Annie, prends-moi en photo avec mon dernier sac de chips sel et vinaigre!» Si je faisais des blagues, attablée au Subway avec ma soeur, c’était pour mieux cacher mon inquiétude. Le lendemain, on allait m’enlever un rein, et j’aimais mieux en rire que de trop y penser.

«Crois-tu que je vais être sexy là-dedans?» ai-je également demandé à Annie en brandissant un immonde maillot de bain qui cacherait parfaitement, avec ses grosses fleurs bariolées, ma future cicatrice. Ma soeur riait jaune. Elle réalisait peut-être alors mieux que moi les éventuelles conséquences de ce que je m’apprêtais à subir. Une chose était sûre: il n’était pas question pour moi de reculer!

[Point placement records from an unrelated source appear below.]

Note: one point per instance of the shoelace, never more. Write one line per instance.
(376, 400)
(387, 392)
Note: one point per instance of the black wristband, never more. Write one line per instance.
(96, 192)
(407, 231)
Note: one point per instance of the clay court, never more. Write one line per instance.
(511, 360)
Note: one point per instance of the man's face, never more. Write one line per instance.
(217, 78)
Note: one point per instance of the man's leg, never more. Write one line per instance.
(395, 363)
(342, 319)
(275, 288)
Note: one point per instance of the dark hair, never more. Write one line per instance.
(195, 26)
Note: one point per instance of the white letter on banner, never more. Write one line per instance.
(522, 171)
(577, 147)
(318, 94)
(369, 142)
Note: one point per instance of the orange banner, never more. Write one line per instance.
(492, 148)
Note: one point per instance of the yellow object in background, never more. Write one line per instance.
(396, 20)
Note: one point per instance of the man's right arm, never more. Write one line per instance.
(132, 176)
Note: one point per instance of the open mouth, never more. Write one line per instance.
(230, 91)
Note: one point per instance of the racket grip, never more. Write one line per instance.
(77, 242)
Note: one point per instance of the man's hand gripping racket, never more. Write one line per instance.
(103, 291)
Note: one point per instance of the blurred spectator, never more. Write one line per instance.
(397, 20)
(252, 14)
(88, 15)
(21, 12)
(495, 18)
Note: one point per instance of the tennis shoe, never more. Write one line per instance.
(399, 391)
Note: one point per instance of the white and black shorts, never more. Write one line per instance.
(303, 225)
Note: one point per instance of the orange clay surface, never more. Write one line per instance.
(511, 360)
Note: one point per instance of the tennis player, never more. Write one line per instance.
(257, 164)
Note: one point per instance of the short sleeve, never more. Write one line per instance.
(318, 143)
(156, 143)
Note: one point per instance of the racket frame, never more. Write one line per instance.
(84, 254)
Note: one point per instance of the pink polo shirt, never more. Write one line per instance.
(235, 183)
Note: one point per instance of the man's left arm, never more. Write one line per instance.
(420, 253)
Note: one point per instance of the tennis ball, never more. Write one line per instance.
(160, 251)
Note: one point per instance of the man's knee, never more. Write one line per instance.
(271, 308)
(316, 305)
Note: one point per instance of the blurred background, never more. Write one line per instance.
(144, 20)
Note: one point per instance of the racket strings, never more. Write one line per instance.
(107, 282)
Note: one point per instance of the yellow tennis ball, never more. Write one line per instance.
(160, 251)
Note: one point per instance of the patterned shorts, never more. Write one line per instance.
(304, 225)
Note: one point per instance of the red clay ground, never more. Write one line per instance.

La vie de ma mère – et, du coup, celle de toute notre famille – a basculé le soir où elle a été victime d’un grave accident de la route il y a sept ans. D’innombrables opérations plus tard, elle n’était plus en danger de mort, mais elle souffrait d’une insuffisance rénale sévère. Trois fois par semaine, elle devait se soumettre à des séances d’hémodialyse: durant quatre heures, elle restait reliée à une machine qui filtrait son sang à sa place. Et le pire, c’est que nous n’avions aucun espoir que ça s’arrête un jour.

Même si maman était inscrite sur une liste d’attente pour recevoir un rein, les chances que son tour arrive étaient minces. Déjà malade, elle était loin derrière le peloton de tête… Ce qui la condamnait à mourir à petit feu.

En voyant sa santé péricliter, ma soeur a décidé de prendre les choses en main et de se renseigner sur le don de reins. Depuis l’accident, ma famille, déjà très unie, s’était encore resserrée. Ma soeur et moi étions prêtes à tout pour sauver notre mère. Y compris à lui donner un de nos reins!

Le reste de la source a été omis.